Home › Forums › Family Matters › “Marriage counseling hastens divorce far more often than it saves a marriage” › Reply To: “Marriage counseling hastens divorce far more often than it saves a marriage”
Joseph:
You wrote: :Divorce is a Mitzvah in the sense that it’s a Mitzvah to follow the correct Halachic procedures in carrying it out when unfortunately necessary. Just like the Mitzvah of carrying out a Misas Beis Din.”
That comment is appreciated, and is very accurate. The reality is that marriages are seldom terminated over a minor spat. If you ask therapists, it is close to universal that the opening issues brought into the process are ho-hum and trivial. However, the true issue is that they have chosen a microscopic issue to haggle over, and the underlying conflict is me against you. The untrained third party will easily get sucked into the right versus wrong issue relevant to the subject of the argument. But no one comes to the professional to resolve the argument. They come to seek an ally, to be the “right” one and to make their own position two against one. That alone is terribly divisive. The trained professional redirects the process to core issues and away from the nonsense that was the subject of the latest fight. The more solid relationships are not swayed by these arguments, and there is no investment in winning or losing.

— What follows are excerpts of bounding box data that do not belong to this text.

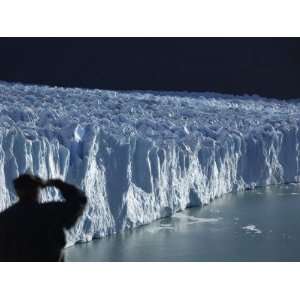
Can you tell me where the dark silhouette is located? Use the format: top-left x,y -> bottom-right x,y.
0,174 -> 87,261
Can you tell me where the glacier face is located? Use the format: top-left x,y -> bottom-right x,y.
0,82 -> 300,244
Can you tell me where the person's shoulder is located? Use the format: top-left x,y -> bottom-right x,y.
39,201 -> 64,211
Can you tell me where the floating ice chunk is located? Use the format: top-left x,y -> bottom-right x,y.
242,224 -> 262,234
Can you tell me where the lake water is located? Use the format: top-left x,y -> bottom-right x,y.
66,184 -> 300,261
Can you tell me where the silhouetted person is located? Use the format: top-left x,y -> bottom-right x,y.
0,174 -> 87,261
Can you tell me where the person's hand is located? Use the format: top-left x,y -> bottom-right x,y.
45,178 -> 64,187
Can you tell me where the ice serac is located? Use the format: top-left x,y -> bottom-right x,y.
0,82 -> 300,244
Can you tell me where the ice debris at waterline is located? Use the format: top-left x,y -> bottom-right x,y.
0,82 -> 300,244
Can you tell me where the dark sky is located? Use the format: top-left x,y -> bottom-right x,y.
0,38 -> 300,98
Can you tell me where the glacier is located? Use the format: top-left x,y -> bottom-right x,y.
0,82 -> 300,245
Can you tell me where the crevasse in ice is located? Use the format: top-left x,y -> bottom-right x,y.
0,82 -> 300,244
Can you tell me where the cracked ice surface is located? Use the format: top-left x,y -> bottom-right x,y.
0,82 -> 300,244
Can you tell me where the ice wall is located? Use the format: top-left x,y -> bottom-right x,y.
0,82 -> 300,244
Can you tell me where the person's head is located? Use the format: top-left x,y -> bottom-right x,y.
13,174 -> 43,201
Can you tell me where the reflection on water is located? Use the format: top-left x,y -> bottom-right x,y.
66,184 -> 300,261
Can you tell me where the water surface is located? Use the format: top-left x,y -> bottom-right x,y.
66,184 -> 300,261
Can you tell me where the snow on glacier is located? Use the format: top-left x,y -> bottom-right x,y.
0,82 -> 300,244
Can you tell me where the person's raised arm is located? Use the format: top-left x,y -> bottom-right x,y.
45,179 -> 87,229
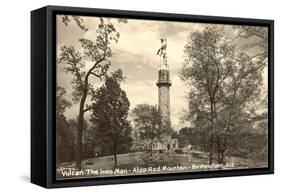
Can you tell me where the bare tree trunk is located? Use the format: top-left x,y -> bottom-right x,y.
113,144 -> 117,168
209,134 -> 214,164
76,90 -> 88,170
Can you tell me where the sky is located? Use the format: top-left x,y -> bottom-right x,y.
57,16 -> 267,130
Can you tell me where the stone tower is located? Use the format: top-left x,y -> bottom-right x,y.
156,69 -> 172,132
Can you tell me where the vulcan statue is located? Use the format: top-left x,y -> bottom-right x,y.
157,38 -> 168,69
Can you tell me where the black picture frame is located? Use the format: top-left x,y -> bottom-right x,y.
31,6 -> 274,188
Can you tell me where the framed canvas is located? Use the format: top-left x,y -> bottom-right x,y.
31,6 -> 274,188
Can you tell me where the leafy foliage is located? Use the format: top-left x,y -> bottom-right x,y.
180,26 -> 266,163
91,69 -> 132,166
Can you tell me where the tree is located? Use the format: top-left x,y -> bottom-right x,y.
58,18 -> 120,169
132,104 -> 164,149
180,26 -> 265,164
91,69 -> 131,168
56,86 -> 74,162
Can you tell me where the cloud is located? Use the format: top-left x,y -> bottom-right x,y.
57,14 -> 267,130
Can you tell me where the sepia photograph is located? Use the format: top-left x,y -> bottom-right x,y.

Most rabbonim have zero training in shalom bayis guidance. If anything, they are taught to pasken shailos, and they focus on the subject matter of the argument. Suppose the couple discovers that they differ in terms of holding from the local eruv. Halacha directs the wife to follow the minhag of the husband. There can easily be an argument that holding from an eruv that is against halacha is not a minhag, and that a wife need not follow a husband in that matter. Yes, this is a real point of conflict. The average Rov will address the technical aspect of the conflict, and is most likely to be oblivious that the eruv is not the real issue at all. They can pasken the eruv issue, perhaps the matter of the wife following the husband’s accepted psak halacha. But they will nearly always miss the real point of conflict, and their well intentioned efforts will be useless to the couple.
Back to the crux of the comment. The laws of gittin are not there to seek its fulfillment. It is a tragic end to something that all wish could have been full of enjoyment, hatzlocho, and simcha. I know it is the obvious, but the cavalier attitude that has crept into our community mandates that we reiterate that divorce is a last resort.